I couldn’t think of anything I’d done to give offence.
“Do I need to sit down?” I joked, trying to lighten the atmosphere which was curling the hair on my neck.
“You may, if you please,” she said, like a teacher of English grammar.
I hunched into the matching armchair by the big fireplace. . . . Silence. I realized she was waiting for my attention.
“I know you’re bad with girls. Into one night stands and that. I just want you to know. I don’t care.” She looked down. “I like you, that’s all.”



I kissed her. It could have been my first kiss. I felt as though I'd reached home.

“Stamp. There is something.”
“Anything.”
“Don’t commit yourself.”
“Almost anything.”



I could say I was dazzled by wealth, success and fame, but, actually, it was one of those occasions when I knew full well what I wanted to do, while simultaneously doing the opposite, as though my so-called free will was being overrid.

I kept enquiring every few minutes whether she was all right.
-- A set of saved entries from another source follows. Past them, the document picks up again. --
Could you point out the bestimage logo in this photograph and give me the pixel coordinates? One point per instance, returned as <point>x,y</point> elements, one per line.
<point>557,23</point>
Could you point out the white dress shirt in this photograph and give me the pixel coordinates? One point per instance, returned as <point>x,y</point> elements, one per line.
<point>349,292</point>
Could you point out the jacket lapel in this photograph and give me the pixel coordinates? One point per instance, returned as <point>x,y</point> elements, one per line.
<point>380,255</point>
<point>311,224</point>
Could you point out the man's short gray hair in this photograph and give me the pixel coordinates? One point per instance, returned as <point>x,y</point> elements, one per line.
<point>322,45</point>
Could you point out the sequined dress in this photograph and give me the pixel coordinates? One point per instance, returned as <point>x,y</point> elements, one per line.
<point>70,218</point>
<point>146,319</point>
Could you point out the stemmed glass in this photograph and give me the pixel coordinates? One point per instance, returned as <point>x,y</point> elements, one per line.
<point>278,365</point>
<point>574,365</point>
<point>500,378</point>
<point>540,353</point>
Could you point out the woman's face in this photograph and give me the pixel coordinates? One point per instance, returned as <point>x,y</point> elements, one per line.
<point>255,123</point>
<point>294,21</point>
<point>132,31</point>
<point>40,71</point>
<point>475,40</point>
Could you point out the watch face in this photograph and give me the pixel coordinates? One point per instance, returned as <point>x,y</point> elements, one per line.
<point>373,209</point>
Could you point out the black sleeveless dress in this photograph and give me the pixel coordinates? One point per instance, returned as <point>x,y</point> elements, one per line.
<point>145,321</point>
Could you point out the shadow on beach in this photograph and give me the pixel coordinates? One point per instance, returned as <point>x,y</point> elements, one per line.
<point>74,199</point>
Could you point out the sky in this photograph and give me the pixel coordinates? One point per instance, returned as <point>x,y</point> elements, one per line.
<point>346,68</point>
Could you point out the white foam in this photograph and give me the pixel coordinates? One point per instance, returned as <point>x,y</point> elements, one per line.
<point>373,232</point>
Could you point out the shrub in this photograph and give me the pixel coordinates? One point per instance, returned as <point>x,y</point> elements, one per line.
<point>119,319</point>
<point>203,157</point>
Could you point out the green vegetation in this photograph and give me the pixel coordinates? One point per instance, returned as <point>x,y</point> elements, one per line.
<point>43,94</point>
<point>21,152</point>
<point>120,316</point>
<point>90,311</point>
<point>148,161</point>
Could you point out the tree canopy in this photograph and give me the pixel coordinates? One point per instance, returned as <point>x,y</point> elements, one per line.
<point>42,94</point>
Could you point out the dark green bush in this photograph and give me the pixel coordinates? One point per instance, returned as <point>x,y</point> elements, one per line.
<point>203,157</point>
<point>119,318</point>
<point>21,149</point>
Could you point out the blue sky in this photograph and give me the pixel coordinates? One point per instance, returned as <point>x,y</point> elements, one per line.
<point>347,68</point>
Jean, exasperated, finally drew attention to it.
“Please don’t keep asking me. I’ve said I am.”

“Are you all right?” I’d asked. Am I all right is what I’d meant.

Unable to contemplate life without her, I pushed her away.
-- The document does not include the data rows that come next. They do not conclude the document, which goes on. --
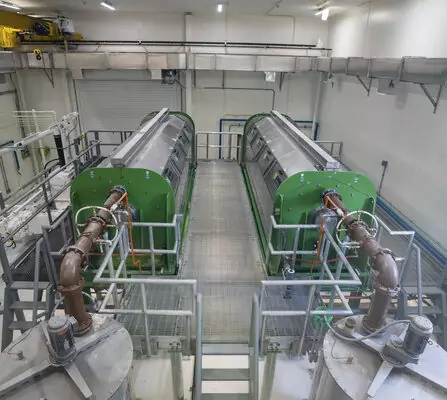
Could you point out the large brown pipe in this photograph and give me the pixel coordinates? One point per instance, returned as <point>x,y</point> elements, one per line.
<point>71,282</point>
<point>386,280</point>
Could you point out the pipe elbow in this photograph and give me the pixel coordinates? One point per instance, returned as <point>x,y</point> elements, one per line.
<point>70,270</point>
<point>387,271</point>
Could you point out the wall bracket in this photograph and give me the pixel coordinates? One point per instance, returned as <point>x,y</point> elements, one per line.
<point>433,101</point>
<point>366,85</point>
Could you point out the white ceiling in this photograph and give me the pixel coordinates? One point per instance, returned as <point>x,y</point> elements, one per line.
<point>261,7</point>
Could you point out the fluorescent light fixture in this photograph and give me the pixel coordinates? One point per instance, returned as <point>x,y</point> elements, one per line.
<point>9,5</point>
<point>324,14</point>
<point>108,5</point>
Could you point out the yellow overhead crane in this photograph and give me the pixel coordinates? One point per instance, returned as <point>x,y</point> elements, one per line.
<point>17,29</point>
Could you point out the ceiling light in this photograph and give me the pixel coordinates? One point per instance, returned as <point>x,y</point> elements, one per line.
<point>324,14</point>
<point>108,5</point>
<point>9,5</point>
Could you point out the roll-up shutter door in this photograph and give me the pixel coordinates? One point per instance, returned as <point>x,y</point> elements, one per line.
<point>122,104</point>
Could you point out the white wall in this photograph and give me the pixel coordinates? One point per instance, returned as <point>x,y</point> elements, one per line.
<point>213,27</point>
<point>397,28</point>
<point>296,98</point>
<point>129,25</point>
<point>400,129</point>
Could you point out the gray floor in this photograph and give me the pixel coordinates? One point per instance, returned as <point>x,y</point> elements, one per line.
<point>222,251</point>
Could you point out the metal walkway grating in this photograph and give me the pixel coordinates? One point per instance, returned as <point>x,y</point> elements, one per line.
<point>222,251</point>
<point>157,297</point>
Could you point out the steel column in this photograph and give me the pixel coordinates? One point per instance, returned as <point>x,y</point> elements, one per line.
<point>269,375</point>
<point>177,372</point>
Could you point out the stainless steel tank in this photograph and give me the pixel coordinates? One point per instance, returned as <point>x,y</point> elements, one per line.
<point>99,371</point>
<point>276,149</point>
<point>347,371</point>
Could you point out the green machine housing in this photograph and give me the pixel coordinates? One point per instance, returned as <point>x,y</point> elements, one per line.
<point>156,166</point>
<point>286,174</point>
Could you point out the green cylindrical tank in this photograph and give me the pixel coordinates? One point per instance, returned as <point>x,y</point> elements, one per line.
<point>156,166</point>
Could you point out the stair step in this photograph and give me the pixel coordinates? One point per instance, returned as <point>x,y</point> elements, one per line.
<point>226,387</point>
<point>21,325</point>
<point>225,374</point>
<point>225,361</point>
<point>27,305</point>
<point>425,290</point>
<point>29,285</point>
<point>225,348</point>
<point>225,396</point>
<point>437,330</point>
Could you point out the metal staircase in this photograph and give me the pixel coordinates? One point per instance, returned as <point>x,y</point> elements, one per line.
<point>225,371</point>
<point>24,281</point>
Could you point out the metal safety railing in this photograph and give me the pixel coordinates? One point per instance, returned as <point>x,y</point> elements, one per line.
<point>334,148</point>
<point>219,143</point>
<point>119,276</point>
<point>106,141</point>
<point>402,260</point>
<point>326,278</point>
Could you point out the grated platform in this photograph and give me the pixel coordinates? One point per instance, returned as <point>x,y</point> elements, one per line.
<point>222,251</point>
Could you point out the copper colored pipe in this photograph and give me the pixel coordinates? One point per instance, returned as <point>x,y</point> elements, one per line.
<point>71,282</point>
<point>386,280</point>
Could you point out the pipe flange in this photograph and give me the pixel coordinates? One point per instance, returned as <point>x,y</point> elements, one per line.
<point>119,189</point>
<point>95,218</point>
<point>330,191</point>
<point>74,249</point>
<point>69,290</point>
<point>389,291</point>
<point>82,329</point>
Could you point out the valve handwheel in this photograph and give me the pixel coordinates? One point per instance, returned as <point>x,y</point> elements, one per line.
<point>95,210</point>
<point>372,228</point>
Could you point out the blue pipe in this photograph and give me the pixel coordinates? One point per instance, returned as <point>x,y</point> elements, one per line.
<point>16,157</point>
<point>222,120</point>
<point>419,239</point>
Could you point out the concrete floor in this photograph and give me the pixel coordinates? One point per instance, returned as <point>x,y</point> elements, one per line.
<point>151,379</point>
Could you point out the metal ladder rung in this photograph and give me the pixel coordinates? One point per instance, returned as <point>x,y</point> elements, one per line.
<point>27,305</point>
<point>25,285</point>
<point>21,325</point>
<point>225,396</point>
<point>226,374</point>
<point>428,290</point>
<point>225,349</point>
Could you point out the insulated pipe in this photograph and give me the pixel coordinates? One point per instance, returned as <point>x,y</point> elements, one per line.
<point>71,282</point>
<point>386,280</point>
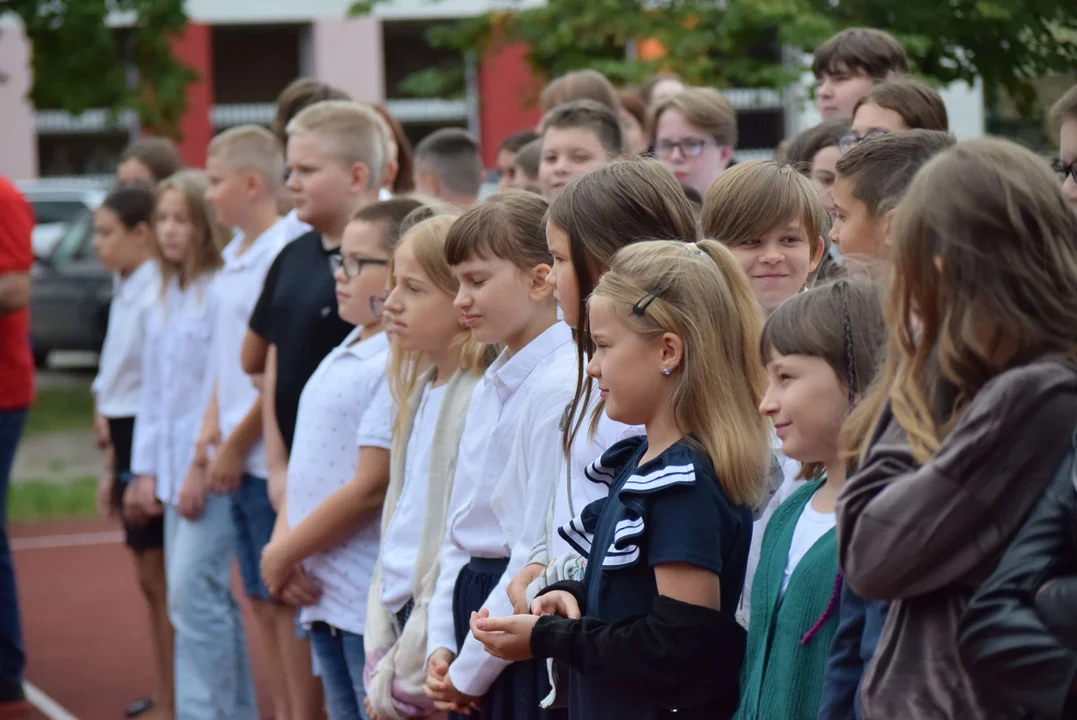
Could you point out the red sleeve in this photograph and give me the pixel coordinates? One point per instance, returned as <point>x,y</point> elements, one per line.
<point>16,225</point>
Sometimes driving aimlessly, even asleep in dream, I find myself taking the turn off Sunset Boulevard heading south on San Diego freeway, towards LA Airport, on my way to meet the flight that brought her to me. With a start, I realize it’s only a play of shadows falling on the mind, and ashes of memory dry my mouth. I feel the chasm open in my chest. It is there, the heart concealed within the heart, an emptiness inside me that mourns, that seeps darkness into my daily existence. I grope towards the ache I’ve buried alive which constantly smoulders, in the hope of sealing up the ancient state, but it won’t forget the moment it glowed and longs to be rekindled. To be warm. To come home.